Feenie · 02/11/2012 08:55

WofflingOn is right - 50% leave within 5 years, citing workload as the main issue.

WofflingOn · 02/11/2012 09:00

Feenie, you and I are beginning to make me feel like the RL versions of...

www.youtube.com/watch?NR=1&v=14njUwJUg1I&feature=endscreen

numbum · 02/11/2012 09:00

OP am I right in thinking your DD is only y2? Are you sure that she became lazy rather than the other pupils who moved to the top table just overtook her? I'm assuming you are using the high IQ score she received last year as a base for her being academic? As someone else upthread said IQ tests at such a young age aren't really worth much and don't test academic skill

insanityscratching · 02/11/2012 09:19

I think it happens quite regularly where children are overtaken by late bloomers tbh. My dd wasn't at all academic in ks1 sitting somewhere below average. In yr3 things started to click in a most spectacular way.
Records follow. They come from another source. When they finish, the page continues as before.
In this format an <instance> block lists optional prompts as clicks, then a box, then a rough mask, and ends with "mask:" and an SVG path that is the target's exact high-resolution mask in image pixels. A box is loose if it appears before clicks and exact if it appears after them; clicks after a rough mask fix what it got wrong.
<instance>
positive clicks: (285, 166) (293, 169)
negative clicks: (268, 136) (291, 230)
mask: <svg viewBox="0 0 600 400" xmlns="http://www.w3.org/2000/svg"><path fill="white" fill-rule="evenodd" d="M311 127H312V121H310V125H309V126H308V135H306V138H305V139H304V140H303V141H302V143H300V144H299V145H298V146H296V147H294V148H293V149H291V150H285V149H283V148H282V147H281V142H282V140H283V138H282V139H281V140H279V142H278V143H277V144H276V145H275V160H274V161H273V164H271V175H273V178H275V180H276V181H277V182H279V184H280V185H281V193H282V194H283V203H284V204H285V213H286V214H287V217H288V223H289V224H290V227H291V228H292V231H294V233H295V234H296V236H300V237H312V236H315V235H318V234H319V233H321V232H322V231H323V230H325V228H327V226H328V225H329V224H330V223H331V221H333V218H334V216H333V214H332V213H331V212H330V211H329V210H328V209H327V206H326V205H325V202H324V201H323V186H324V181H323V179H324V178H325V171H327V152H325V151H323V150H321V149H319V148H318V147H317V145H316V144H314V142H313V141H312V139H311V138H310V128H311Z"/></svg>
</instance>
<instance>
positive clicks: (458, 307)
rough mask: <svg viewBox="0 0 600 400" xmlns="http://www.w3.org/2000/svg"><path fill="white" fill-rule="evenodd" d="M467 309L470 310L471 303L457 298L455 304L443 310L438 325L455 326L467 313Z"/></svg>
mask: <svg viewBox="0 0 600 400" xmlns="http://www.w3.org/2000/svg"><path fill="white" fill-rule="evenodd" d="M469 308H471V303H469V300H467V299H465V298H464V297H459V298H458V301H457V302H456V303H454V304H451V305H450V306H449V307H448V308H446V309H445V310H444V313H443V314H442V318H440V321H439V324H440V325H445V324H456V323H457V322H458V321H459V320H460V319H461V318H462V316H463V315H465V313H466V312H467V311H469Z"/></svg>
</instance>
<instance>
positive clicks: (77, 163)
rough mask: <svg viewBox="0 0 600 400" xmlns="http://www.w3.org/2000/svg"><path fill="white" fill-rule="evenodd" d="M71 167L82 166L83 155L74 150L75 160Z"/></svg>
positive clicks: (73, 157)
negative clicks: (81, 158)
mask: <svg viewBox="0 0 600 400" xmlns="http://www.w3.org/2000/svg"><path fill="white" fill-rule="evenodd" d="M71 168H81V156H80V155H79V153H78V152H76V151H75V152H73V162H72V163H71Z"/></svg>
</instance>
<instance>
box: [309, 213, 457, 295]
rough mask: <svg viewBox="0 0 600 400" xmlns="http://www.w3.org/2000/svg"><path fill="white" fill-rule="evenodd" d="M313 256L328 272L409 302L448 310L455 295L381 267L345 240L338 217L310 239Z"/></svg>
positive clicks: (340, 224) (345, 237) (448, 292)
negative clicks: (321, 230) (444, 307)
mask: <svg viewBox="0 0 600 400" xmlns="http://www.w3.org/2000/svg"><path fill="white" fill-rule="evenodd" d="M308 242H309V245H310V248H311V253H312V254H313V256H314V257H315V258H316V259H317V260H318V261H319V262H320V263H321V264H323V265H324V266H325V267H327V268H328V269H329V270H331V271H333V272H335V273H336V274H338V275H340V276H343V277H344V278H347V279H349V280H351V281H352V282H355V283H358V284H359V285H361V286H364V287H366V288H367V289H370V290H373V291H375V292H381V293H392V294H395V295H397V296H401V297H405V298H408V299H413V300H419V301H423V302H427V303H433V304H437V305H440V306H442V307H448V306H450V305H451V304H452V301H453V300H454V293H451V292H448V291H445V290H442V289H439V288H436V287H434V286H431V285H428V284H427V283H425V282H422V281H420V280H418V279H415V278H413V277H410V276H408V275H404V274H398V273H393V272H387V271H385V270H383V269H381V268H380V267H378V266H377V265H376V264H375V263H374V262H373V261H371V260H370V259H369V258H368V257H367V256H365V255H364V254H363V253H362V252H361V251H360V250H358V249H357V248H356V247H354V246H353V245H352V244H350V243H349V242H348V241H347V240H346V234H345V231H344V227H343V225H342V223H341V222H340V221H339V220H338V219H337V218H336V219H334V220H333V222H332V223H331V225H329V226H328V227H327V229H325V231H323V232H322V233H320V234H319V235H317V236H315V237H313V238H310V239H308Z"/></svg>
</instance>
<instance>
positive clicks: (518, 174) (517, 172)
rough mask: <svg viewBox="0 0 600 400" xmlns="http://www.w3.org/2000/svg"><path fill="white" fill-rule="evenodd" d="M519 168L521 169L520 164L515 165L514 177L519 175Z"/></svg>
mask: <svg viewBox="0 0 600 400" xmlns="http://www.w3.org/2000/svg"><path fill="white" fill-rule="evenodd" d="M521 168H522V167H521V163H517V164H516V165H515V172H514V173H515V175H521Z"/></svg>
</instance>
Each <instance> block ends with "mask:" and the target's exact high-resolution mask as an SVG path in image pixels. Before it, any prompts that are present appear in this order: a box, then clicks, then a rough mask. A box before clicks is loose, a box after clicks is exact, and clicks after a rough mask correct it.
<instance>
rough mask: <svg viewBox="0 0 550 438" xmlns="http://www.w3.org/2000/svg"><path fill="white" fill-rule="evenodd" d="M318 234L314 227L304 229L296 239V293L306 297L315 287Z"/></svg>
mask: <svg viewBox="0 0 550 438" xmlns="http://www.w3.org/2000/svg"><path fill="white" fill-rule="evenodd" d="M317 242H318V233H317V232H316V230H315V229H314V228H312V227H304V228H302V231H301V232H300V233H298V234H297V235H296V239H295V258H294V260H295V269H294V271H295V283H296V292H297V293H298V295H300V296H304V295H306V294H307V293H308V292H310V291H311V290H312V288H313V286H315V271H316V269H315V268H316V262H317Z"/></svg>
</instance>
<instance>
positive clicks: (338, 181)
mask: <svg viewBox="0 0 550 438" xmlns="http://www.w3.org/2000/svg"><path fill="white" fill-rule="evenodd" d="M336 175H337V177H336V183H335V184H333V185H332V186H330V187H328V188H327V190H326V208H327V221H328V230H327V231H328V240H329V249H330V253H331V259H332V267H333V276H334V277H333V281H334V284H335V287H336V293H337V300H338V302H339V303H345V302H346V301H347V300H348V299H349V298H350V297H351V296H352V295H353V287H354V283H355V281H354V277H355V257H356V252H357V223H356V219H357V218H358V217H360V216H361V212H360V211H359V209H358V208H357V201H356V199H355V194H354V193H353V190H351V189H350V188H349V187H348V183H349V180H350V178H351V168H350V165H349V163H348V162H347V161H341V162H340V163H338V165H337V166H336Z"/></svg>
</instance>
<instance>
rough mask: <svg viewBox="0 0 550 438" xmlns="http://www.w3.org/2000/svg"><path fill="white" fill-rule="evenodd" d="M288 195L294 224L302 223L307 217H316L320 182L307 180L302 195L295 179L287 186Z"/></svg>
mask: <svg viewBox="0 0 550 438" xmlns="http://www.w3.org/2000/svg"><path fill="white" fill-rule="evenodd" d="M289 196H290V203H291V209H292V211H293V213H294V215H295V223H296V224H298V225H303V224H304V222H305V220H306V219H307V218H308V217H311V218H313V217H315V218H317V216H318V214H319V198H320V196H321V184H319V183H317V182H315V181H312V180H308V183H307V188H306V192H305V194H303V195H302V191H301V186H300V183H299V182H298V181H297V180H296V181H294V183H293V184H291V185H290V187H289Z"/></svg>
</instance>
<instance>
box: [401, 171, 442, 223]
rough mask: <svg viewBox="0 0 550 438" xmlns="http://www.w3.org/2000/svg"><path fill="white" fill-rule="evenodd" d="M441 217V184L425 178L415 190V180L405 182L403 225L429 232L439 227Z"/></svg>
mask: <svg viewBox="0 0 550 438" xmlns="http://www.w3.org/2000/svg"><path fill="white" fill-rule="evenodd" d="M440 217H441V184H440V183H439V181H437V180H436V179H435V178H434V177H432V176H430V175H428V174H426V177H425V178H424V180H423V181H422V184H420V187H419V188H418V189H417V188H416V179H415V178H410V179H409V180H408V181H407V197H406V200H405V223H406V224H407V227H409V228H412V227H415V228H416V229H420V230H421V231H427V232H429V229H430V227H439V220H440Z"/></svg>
I went to her first parents' evening and was told "of course she gets all her spellings right every week" this was the girl who was spelling "she" wrong regularly in yr2. By yr6 she was the most able in her year and got her level 5's without hesitation and in yr9 she got 8,7,7. Inconceivable really that she left yr 2 with 1a's.

Feenie · 02/11/2012 11:17

Grin Grin Grin @ Wofflingon

TalkinPeace2 · 02/11/2012 16:32

DH was asked to help with the rewrite of the Science curriculum for a Middle Eastern State - to make it more "Western"
First thing we got sent was the current curriculum Sad Angry Shock

The criteria said that children must learn only by looking, must stay in their seats at all times, that Girls will be taught separately from Boys and nothing in the Biology curriculum may conflict with the Koran.

Oh, and the teachers would be reading from a script as they were only qualified to high school level.

We walked away from the project.
But somebody else has swallowed their morals and taken on that work.

Rote learning is common all over the world outside Europe and North America.
Its fine for basic concepts and facts, not great for analytical skills

Setting and differentiation are important to allow as many people as possible to develop analytical and abstract thought patterns.